Admittedly, I've worked food service too, and that was worse than my time at Express, but retail is still miserable shit. A friend of mine worked for Banana for a while. All I can say is you need to work it to gain an understanding of just how terrible it is.

What's wrong with food service? I actually just graduated college and am applying only for service industry jobs because I hate white collar office environments so much that I would do anything to avoid them (in other words, not because of any limits on my degree). Sure, there's a lot of idiots working there, but there's just as many in your average office, and you get to meet a lot of interesting people and get a behind the scenes view of places most people take for granted. Retail's a little different, but that's because there's such a wide range of products to sell that it depends on what you're doing, and you don't get the perks of tips. But still, give me customer service over a cubicle any day.
post #27 of 36
Higher end food service is different. It's still damn hard work for relatively crappy pay, but it's tolerable, even if I want nothing to do with it if I can help it. If it isn't high end, on the other hand, it just flat out sucks. The work's hard, the pay's worthless, and in most cases, the managers are bastards. Retail is really not very far removed. I'm no fan of living in a cubicle either, but I vastly preferred an internship I did in an office to food service and retail. Aside: if you are even mildly intelligent and more mature than the average high school kid, do not ever work in a salon. That is all.
post #28 of 36
Thread Starter 
Quote:
I imagine training is not too far from what I did when had a stint at Jos. A Bank; they don't teach the relevant details, they just throw out buzzwords and hope the trainees learn just enough to BS like they know what they're talking about.

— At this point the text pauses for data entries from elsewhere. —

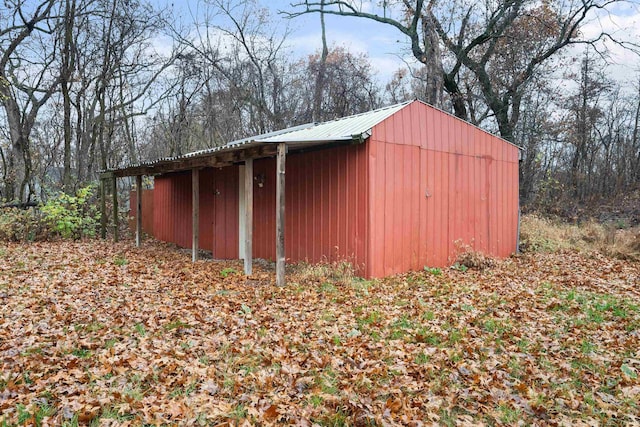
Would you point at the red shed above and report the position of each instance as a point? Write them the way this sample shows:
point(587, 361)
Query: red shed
point(390, 190)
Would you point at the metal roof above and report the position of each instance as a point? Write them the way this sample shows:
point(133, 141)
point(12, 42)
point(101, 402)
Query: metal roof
point(349, 128)
point(344, 129)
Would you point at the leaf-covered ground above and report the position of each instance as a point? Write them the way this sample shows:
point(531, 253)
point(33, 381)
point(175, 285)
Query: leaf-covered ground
point(108, 334)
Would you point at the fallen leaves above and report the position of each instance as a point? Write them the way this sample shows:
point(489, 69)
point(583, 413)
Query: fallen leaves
point(101, 332)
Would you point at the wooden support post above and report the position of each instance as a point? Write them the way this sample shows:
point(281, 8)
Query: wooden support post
point(103, 208)
point(280, 189)
point(114, 195)
point(195, 210)
point(248, 222)
point(138, 210)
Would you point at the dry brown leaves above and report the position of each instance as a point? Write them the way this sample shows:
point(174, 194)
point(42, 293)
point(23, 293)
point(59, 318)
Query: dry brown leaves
point(107, 334)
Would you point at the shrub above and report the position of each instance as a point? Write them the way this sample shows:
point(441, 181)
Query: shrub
point(73, 216)
point(18, 225)
point(66, 216)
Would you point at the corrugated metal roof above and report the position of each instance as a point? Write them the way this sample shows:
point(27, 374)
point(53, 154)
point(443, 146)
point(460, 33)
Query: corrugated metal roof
point(346, 128)
point(343, 129)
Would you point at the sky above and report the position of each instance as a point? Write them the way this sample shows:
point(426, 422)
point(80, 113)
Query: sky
point(388, 49)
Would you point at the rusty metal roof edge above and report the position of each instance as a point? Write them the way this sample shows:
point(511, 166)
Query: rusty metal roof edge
point(270, 137)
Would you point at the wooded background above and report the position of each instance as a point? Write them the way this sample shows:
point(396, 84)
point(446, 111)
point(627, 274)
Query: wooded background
point(87, 85)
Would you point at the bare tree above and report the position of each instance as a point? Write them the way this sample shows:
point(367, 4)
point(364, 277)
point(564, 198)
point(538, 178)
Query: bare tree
point(503, 44)
point(26, 84)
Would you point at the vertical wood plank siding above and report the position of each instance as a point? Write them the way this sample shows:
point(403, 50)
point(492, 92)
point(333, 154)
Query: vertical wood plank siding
point(325, 206)
point(421, 189)
point(326, 201)
point(147, 211)
point(437, 186)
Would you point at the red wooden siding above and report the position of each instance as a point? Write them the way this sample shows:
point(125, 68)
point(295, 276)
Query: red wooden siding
point(218, 210)
point(325, 205)
point(147, 211)
point(424, 186)
point(437, 185)
point(224, 213)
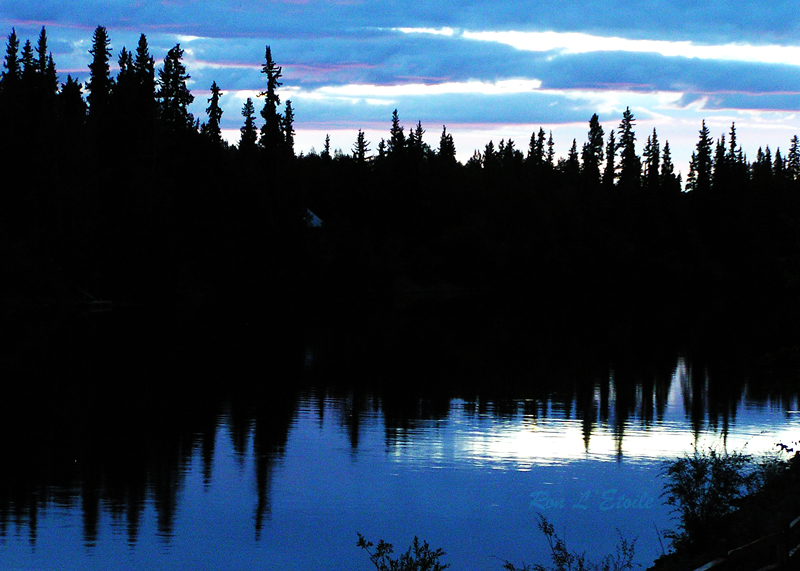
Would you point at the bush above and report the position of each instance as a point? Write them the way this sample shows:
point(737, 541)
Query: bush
point(704, 487)
point(564, 560)
point(419, 557)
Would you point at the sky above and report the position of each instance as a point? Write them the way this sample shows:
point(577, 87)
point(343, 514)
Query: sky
point(488, 70)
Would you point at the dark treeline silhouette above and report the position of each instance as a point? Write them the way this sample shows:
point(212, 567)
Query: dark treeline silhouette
point(115, 191)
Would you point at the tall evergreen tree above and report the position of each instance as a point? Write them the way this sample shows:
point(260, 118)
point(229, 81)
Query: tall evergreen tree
point(272, 138)
point(211, 128)
point(447, 148)
point(12, 72)
point(29, 68)
point(99, 85)
point(652, 157)
point(669, 182)
point(145, 74)
point(249, 134)
point(361, 147)
point(536, 148)
point(41, 53)
point(550, 158)
point(124, 90)
point(288, 129)
point(592, 153)
point(610, 170)
point(326, 149)
point(173, 94)
point(397, 140)
point(700, 166)
point(630, 166)
point(72, 107)
point(793, 160)
point(572, 166)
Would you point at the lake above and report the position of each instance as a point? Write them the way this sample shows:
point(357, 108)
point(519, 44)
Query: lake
point(116, 462)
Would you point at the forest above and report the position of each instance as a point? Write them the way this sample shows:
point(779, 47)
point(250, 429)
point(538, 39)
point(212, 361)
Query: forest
point(114, 192)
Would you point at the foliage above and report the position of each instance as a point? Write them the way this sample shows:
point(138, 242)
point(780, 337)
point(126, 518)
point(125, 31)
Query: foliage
point(565, 560)
point(704, 487)
point(419, 557)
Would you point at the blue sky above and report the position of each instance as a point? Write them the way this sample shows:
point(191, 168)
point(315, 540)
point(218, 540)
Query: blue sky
point(488, 70)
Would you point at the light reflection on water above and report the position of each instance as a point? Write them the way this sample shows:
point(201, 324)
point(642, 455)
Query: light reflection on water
point(470, 478)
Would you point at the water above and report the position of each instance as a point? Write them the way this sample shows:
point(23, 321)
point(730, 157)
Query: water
point(285, 479)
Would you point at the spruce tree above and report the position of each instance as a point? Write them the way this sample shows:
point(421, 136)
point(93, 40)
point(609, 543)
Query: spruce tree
point(211, 128)
point(326, 149)
point(174, 97)
point(630, 166)
point(99, 85)
point(669, 182)
point(288, 130)
point(652, 157)
point(397, 140)
point(145, 75)
point(610, 171)
point(447, 148)
point(272, 137)
point(41, 53)
point(700, 166)
point(536, 148)
point(793, 160)
point(551, 152)
point(361, 147)
point(249, 134)
point(12, 72)
point(592, 154)
point(72, 107)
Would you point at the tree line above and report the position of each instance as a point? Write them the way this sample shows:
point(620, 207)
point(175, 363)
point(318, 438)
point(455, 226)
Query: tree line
point(114, 188)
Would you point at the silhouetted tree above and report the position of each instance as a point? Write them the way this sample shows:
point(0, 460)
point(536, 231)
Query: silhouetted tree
point(700, 166)
point(145, 74)
point(288, 129)
point(793, 160)
point(630, 166)
point(249, 134)
point(762, 170)
point(211, 128)
point(361, 147)
point(272, 138)
point(326, 149)
point(29, 70)
point(418, 149)
point(99, 85)
point(550, 158)
point(652, 157)
point(12, 71)
point(173, 94)
point(592, 154)
point(670, 183)
point(72, 107)
point(396, 145)
point(610, 171)
point(571, 166)
point(536, 149)
point(447, 147)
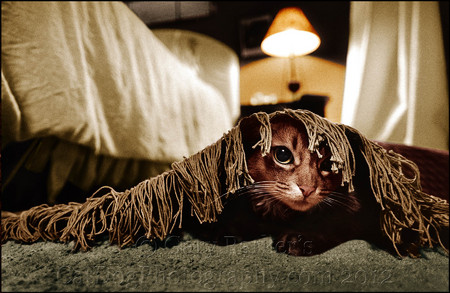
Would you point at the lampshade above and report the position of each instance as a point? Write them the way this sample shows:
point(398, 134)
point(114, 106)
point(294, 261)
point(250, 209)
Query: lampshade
point(290, 34)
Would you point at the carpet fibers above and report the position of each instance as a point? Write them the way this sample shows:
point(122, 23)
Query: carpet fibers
point(194, 265)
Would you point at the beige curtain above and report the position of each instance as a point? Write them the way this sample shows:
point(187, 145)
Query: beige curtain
point(396, 87)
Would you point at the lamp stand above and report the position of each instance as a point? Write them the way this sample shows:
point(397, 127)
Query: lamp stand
point(293, 84)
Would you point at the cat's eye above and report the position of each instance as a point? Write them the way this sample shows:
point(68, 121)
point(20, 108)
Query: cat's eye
point(326, 165)
point(283, 155)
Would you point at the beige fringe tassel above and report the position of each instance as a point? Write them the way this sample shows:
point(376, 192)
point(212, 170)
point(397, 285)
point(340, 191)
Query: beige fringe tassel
point(154, 207)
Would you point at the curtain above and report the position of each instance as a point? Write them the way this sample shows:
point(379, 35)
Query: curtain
point(396, 86)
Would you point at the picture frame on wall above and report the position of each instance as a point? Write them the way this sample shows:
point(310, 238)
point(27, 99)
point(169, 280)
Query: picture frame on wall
point(251, 33)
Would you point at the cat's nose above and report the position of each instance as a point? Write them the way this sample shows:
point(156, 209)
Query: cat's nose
point(307, 190)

That's probably why I didn't get hired there...
post #29 of 36
Quote:
Originally Posted by Jovan
Banana Republic's opening soon here

Gainesville's finally getting a Banana Republic? I left in 1999, I heard there have been some changes. What a market - 40,000ish students with money to spend.
post #30 of 36
I think that for most shoppers, customer service is far more important than product knowledge. Of course, a customer expects the sales staff to be knowledgeable as far as what what the store offers, but the average BR/Gap/Macy's shopper doesn't particularly care about being educated about clothing while he/she shops. At most, they want to know "does this look good on me?", and I don't even think that's common, at least with male shoppers (unless the salesperson happens to be an attractive female, in which case, it's merely flirtation). It's more important that the sales associate be personable, alert and interested in servicing customers, which is all too rare. And, oh yeah, push those credit cards.